Materials and Methods: The experiment was done with 13 treatments and 3 replications in a completely randomized design. Treatments were bentonite (B) and modified bentonite with iron (B-Fe), manganese (B-Mn), iron and manganese together (B-Fe-Mn), rice husk (RH), modified rice husk with phosphoric acid (RH-P) in two levels (2 and 5%) and control treatment (without adding adsorbent). Modification of bentonite was done with iron chloride (FeCl3.6H2O), manganese chloride (MnCl2.6H2O) and a mixture of FeCl3.6H2O and MnCl2.6H2O. Some of the characteristics of bentonite and rice husk adsorbents including pH, electrical conductivity, cation exchange capacity and organic carbon were measured. The contaminated soil with CdCl2 was treated with adsorbents and incubated for 2 months under constant lab conditions. After the incubation time, soil biological properties such as basal respiration, substrate-induced respiration (SIR), microbial biomass carbon (MBC), activity of some enzymes and also some ecophysiological indexes were measured.
Results and Discussion: The results showed that the basal respiration, SIR, MCB, activity of phosphatase, dehydrogenase and urease were less in the control treatment. The basal respiration and phosphatase activity in RH-P 5% treatment were 2.6 and 2.25 times more than those in the control, respectively. SIR and urease activity were highest in RH-P 5% treatment. The application of adsorbents to contaminated soil reduced soluble and exchangeable cadmium fraction. The lowest amount of soluble and exchangeable fraction of cadmium was in RH-P 5% treatment that showed 2.5 times reduction in comparison to control. In other words, immobilization of cadmium from these fractions improved soil conditions and caused increasing of biological soil properties and activity of microorganisms. The metabolic quotient was higher in the control treatment, probably due to lower microbial content, and decreased by adding adsorbents. Microbial quotient in control treatment was lower than other treatments which prove again the lower biomass carbon of control treatment. Carbon availability that is the ratio of basal respiration to SID, also was more in control in comparison to other treatments, perhaps due to the suppress or inhibition of dormant or zymogenous microbes by cadmium in the control treatment which can be stimulated to growth in the SIR experiment.

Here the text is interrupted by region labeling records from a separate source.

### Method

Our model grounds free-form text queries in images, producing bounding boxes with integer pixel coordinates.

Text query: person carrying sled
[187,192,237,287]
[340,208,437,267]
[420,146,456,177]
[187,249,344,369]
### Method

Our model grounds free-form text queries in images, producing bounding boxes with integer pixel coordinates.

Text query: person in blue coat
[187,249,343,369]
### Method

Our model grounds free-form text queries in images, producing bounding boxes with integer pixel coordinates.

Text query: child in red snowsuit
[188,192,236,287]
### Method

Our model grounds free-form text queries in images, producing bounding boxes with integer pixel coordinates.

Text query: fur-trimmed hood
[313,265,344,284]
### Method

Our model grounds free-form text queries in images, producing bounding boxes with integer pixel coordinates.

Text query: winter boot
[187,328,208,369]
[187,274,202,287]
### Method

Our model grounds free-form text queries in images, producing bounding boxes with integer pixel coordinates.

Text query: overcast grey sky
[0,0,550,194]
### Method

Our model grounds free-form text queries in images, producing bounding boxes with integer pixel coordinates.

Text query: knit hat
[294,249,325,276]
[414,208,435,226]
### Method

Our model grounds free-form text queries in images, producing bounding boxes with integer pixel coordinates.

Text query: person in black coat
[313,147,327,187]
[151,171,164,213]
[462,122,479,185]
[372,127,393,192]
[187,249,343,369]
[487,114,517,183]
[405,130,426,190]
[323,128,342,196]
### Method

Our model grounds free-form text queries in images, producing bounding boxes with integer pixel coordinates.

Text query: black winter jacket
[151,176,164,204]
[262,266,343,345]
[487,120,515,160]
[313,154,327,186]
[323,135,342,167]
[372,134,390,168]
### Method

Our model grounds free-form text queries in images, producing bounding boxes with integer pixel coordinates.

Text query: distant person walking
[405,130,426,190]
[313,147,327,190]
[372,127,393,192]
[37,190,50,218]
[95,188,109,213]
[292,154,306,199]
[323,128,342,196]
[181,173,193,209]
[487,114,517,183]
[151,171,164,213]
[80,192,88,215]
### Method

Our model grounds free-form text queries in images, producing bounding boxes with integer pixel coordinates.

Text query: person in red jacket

Conclusions: The results of this study revealed that cadmium with concentration of 30 mg kg-1has a toxic and inhibitory effect on the microbial activity of the soil. The addition of bentonite and rice husk adsorbents in particular modified form reduced mobility of cadmium and thus improved the biological properties of the soil and also had a positive effect on ecophysiological indexes.
The use of these adsorbents can be a cost effective, succeeded, and operative management strategy for immobilization of cadmium in contaminated soils that reducing the risk of plant reclamation, washing and entry into groundwater and food cycle.